Fueling strategy for the humidity and the long clock
Most runners are out on MMT for 24 to 36 hours, often in Shenandoah humidity, on terrain that makes it easy to forget to eat. That makes carbohydrate, sodium, and fluid every bit as important as fitness.
Carbs: steady, trained, and on a timer
For an effort this long, target roughly 60 to 90 grams of carbohydrate per hour, leaning toward the high end only if your gut is trained for it. The hard part at MMT is not the amount, it is remembering. When every step needs your full attention on the rock, fueling slips, so put it on a timer and eat on schedule whether you feel like it or not. Practice your exact hourly carb number on long, technical training runs so it is automatic, because the night and the rock will not leave you spare brainpower to do math.

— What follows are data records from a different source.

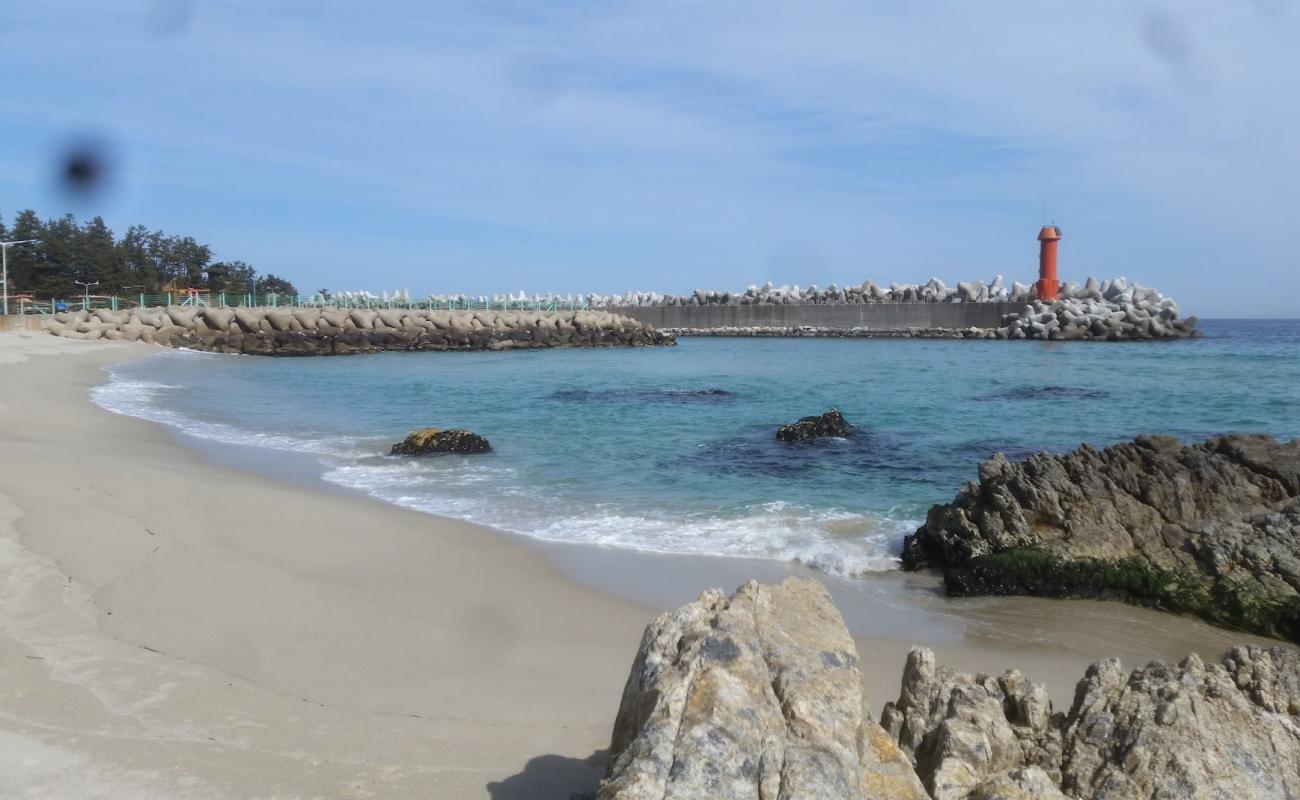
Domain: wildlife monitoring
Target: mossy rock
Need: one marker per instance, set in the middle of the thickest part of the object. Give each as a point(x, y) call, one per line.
point(1244, 604)
point(429, 441)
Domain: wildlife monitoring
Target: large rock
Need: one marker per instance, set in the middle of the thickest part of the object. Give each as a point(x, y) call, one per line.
point(961, 730)
point(1209, 528)
point(429, 441)
point(1195, 730)
point(831, 423)
point(755, 697)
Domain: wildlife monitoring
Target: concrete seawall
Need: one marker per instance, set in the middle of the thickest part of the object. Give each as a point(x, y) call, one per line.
point(874, 316)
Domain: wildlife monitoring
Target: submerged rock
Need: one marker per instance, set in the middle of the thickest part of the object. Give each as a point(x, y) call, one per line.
point(1209, 528)
point(752, 697)
point(831, 423)
point(428, 441)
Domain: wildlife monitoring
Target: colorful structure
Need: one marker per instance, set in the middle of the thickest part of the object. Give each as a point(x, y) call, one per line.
point(1048, 284)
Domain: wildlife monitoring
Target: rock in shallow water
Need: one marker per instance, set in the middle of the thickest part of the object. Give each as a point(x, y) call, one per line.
point(831, 423)
point(429, 441)
point(752, 697)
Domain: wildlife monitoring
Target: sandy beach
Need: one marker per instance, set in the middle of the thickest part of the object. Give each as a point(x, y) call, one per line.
point(170, 627)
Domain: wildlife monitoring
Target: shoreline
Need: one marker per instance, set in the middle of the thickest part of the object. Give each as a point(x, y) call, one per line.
point(274, 638)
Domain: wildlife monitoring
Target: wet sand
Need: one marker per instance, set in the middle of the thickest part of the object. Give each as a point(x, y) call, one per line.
point(170, 626)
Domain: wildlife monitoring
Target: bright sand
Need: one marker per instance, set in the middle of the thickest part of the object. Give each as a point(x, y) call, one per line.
point(176, 628)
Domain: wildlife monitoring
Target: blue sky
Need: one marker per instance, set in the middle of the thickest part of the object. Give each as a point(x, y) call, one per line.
point(586, 146)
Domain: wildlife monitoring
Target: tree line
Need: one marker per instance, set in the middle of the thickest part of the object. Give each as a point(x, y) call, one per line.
point(141, 262)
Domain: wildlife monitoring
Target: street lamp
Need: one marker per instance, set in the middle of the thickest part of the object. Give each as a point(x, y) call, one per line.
point(4, 255)
point(86, 302)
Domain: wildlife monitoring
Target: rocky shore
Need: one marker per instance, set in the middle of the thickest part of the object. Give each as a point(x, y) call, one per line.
point(827, 332)
point(354, 331)
point(759, 696)
point(1210, 530)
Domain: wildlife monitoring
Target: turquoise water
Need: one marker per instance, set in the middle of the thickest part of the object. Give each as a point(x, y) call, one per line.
point(672, 449)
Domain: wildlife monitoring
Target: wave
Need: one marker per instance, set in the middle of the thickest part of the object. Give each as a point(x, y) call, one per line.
point(835, 541)
point(147, 400)
point(489, 491)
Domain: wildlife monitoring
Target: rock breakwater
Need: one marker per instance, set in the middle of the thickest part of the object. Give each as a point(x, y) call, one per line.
point(354, 331)
point(1210, 530)
point(759, 696)
point(746, 697)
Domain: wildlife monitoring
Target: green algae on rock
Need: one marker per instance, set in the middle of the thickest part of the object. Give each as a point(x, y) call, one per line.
point(1210, 530)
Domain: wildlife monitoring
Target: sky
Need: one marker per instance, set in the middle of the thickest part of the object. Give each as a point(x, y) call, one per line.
point(583, 146)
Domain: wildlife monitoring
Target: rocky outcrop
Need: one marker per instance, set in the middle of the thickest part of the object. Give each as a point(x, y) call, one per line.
point(755, 697)
point(831, 423)
point(836, 333)
point(1209, 528)
point(1183, 731)
point(1194, 730)
point(960, 730)
point(1118, 312)
point(759, 697)
point(354, 331)
point(429, 441)
point(931, 292)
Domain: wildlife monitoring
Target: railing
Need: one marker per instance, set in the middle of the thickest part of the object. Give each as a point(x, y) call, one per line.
point(273, 301)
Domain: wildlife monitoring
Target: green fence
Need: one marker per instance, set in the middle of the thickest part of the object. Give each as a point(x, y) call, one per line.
point(282, 301)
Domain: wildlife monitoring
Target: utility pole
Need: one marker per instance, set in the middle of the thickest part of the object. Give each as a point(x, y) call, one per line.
point(86, 302)
point(4, 255)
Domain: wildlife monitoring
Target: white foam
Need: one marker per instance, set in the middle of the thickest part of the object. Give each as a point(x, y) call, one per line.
point(492, 493)
point(835, 541)
point(146, 400)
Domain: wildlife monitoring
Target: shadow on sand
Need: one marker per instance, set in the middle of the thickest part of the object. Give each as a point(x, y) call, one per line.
point(553, 778)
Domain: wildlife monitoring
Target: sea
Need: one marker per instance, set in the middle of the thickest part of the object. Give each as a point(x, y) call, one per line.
point(674, 449)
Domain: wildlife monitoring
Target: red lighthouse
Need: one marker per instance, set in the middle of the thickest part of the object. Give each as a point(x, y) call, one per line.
point(1048, 284)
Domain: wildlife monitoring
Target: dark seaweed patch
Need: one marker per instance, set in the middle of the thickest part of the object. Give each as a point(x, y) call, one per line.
point(1045, 393)
point(759, 454)
point(616, 396)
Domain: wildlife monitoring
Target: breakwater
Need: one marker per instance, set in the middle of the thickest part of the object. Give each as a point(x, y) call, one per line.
point(354, 331)
point(1096, 310)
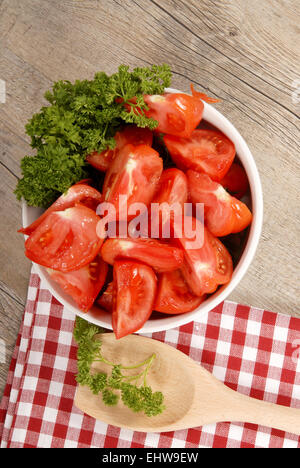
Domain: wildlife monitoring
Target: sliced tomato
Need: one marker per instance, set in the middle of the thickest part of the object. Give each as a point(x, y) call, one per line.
point(161, 257)
point(172, 191)
point(236, 181)
point(133, 297)
point(206, 267)
point(205, 151)
point(173, 294)
point(177, 114)
point(83, 285)
point(130, 134)
point(78, 193)
point(106, 299)
point(224, 214)
point(134, 174)
point(65, 240)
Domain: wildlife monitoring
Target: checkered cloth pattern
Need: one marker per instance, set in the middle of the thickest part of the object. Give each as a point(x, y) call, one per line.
point(253, 351)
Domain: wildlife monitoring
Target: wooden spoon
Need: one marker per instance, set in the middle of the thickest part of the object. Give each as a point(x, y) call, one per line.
point(193, 397)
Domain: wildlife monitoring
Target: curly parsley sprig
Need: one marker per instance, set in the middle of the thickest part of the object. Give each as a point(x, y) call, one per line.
point(132, 389)
point(83, 117)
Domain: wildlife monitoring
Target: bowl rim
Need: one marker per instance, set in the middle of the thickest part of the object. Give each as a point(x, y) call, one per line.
point(214, 117)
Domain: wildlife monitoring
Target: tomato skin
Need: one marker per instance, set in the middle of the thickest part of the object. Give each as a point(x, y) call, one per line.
point(133, 297)
point(173, 190)
point(78, 193)
point(242, 215)
point(130, 134)
point(173, 294)
point(224, 214)
point(236, 181)
point(177, 114)
point(133, 169)
point(205, 151)
point(65, 240)
point(106, 299)
point(161, 257)
point(83, 285)
point(204, 268)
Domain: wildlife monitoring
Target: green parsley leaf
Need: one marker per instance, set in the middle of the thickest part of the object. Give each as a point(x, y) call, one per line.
point(117, 385)
point(83, 117)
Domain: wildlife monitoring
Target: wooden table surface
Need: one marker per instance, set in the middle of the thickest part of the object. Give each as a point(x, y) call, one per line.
point(245, 52)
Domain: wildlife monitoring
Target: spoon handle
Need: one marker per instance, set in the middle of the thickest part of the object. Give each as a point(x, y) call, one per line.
point(246, 409)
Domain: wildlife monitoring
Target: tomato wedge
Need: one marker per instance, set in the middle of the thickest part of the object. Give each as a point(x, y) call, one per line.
point(83, 285)
point(134, 293)
point(177, 114)
point(161, 257)
point(106, 299)
point(172, 191)
point(134, 174)
point(65, 240)
point(173, 294)
point(205, 151)
point(236, 181)
point(224, 214)
point(130, 134)
point(82, 193)
point(206, 267)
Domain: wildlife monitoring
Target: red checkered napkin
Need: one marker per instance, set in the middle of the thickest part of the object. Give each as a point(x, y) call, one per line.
point(253, 351)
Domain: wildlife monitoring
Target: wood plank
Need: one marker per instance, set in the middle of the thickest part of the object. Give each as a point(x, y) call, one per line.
point(245, 52)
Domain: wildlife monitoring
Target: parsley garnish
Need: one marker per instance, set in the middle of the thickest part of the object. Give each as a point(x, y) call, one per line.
point(137, 396)
point(83, 117)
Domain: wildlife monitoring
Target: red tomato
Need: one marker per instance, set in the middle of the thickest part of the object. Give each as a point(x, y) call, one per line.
point(130, 134)
point(173, 190)
point(174, 295)
point(77, 193)
point(206, 267)
point(161, 257)
point(224, 214)
point(106, 300)
point(236, 181)
point(135, 174)
point(83, 285)
point(177, 114)
point(172, 187)
point(65, 240)
point(133, 298)
point(205, 151)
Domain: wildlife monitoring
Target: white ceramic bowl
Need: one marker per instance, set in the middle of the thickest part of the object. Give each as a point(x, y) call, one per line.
point(103, 319)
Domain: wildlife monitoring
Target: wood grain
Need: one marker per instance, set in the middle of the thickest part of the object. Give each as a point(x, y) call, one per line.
point(246, 52)
point(193, 397)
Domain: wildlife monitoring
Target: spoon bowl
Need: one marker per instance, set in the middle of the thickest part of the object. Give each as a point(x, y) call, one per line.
point(192, 396)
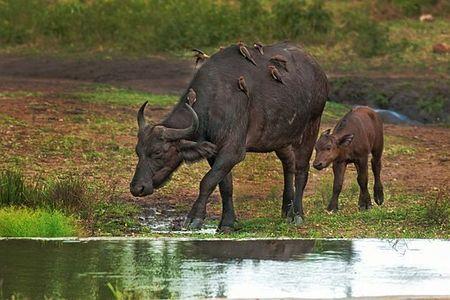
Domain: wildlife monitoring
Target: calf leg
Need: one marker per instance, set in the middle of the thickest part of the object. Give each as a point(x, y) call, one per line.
point(226, 193)
point(221, 167)
point(302, 156)
point(286, 155)
point(378, 186)
point(338, 172)
point(364, 196)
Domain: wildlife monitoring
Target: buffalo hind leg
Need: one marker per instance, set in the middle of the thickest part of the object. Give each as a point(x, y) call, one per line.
point(364, 196)
point(286, 155)
point(226, 193)
point(303, 153)
point(223, 163)
point(378, 194)
point(338, 180)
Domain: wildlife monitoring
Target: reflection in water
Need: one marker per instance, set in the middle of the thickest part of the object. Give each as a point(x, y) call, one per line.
point(191, 269)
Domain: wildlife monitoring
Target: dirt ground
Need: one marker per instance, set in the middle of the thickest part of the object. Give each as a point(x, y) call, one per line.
point(426, 170)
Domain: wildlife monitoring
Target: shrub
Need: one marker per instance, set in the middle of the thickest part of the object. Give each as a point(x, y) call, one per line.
point(437, 211)
point(13, 190)
point(26, 222)
point(296, 20)
point(369, 38)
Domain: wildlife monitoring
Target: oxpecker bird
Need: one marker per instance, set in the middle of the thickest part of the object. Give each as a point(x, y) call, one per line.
point(199, 56)
point(243, 86)
point(279, 60)
point(191, 96)
point(245, 53)
point(275, 74)
point(258, 46)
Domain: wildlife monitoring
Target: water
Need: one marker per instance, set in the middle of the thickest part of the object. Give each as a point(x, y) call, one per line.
point(146, 268)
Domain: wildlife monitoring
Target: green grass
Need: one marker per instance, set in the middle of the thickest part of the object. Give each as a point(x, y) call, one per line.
point(395, 146)
point(334, 111)
point(26, 222)
point(345, 36)
point(118, 96)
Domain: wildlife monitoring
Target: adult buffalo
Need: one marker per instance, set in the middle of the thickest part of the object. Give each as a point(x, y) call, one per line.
point(227, 120)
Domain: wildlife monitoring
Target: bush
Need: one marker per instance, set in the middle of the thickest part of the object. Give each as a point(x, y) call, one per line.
point(15, 191)
point(153, 25)
point(26, 222)
point(437, 211)
point(68, 194)
point(369, 38)
point(296, 20)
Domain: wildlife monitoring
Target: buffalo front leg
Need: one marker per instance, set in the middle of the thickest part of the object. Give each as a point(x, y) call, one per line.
point(364, 196)
point(378, 193)
point(221, 167)
point(303, 153)
point(338, 180)
point(226, 193)
point(286, 155)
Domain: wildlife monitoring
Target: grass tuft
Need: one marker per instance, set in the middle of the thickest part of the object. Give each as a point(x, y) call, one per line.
point(26, 222)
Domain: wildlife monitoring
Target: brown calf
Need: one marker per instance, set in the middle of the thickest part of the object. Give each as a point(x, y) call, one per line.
point(356, 135)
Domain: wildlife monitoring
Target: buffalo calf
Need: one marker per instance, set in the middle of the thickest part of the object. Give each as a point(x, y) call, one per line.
point(356, 135)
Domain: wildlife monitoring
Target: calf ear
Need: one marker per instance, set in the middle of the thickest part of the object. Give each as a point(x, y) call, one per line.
point(193, 151)
point(345, 140)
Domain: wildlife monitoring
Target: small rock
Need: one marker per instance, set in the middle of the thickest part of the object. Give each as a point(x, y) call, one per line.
point(426, 18)
point(441, 48)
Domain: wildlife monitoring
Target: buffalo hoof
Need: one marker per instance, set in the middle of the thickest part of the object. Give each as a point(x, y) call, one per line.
point(225, 229)
point(196, 224)
point(379, 199)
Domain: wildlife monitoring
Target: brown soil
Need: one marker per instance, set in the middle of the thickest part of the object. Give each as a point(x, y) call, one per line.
point(427, 170)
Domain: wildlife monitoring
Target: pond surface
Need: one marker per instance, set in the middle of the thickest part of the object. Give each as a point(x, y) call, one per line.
point(146, 268)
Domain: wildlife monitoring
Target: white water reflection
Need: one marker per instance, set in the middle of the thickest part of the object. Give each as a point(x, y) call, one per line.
point(235, 269)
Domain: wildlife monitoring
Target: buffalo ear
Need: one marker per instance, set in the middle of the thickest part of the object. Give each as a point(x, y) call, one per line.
point(193, 151)
point(346, 140)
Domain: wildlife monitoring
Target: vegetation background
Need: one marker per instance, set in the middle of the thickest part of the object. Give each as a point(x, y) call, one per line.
point(58, 175)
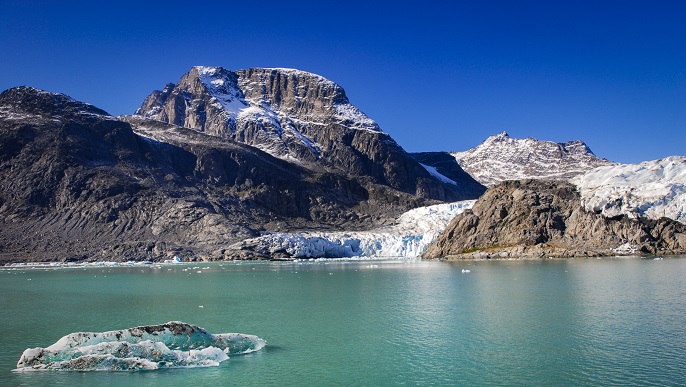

The humidity makes this harder. A warm, sticky stomach takes less, so keep your fuel simple and easy to get down, and keep nibbling through the warm afternoon hours when your appetite disappears but your engine still needs calories.
Sodium and fluid: built for the humidity and the carries
In Shenandoah humidity your sweat and sodium losses can be high even when it is not blazing hot, so bias your sodium toward 500 to 700 mg per liter of fluid, and more if you are a heavy or salty sweater. Aid stations sit 3 to 9 miles apart, and a slow rocky carry between them can take a while, so fill up and carry enough to cover the longer gaps instead of rationing and arriving empty. Cramping, a sloshy stomach, and that wrung-out late-race feeling are usually fluid and sodium problems, not fitness problems.
Weigh yourself before and after a humid long run to learn your real sweat rate, then build your plan around your own number rather than a generic one.
⏵ Build your fueling plan
Get a carb, sodium, fluid, and caffeine plan per hour built for your weight, your goal time, and the MMT humidity with the free ultra fueling calculator. Browse the rest of the free running tools at the tools hub.
This guide is independent and for planning and training only, and it reflects publicly available information about the Massanutten Mountain Trails 100. Race details, including the date, course, reroutes, aid stations, cutoffs, qualifier status, and entry process, can change year to year. So always confirm the current specifics with the official VHTRC MMT race site and participant’s guide before you register or run. The fueling and pacing advice is general and not medical advice.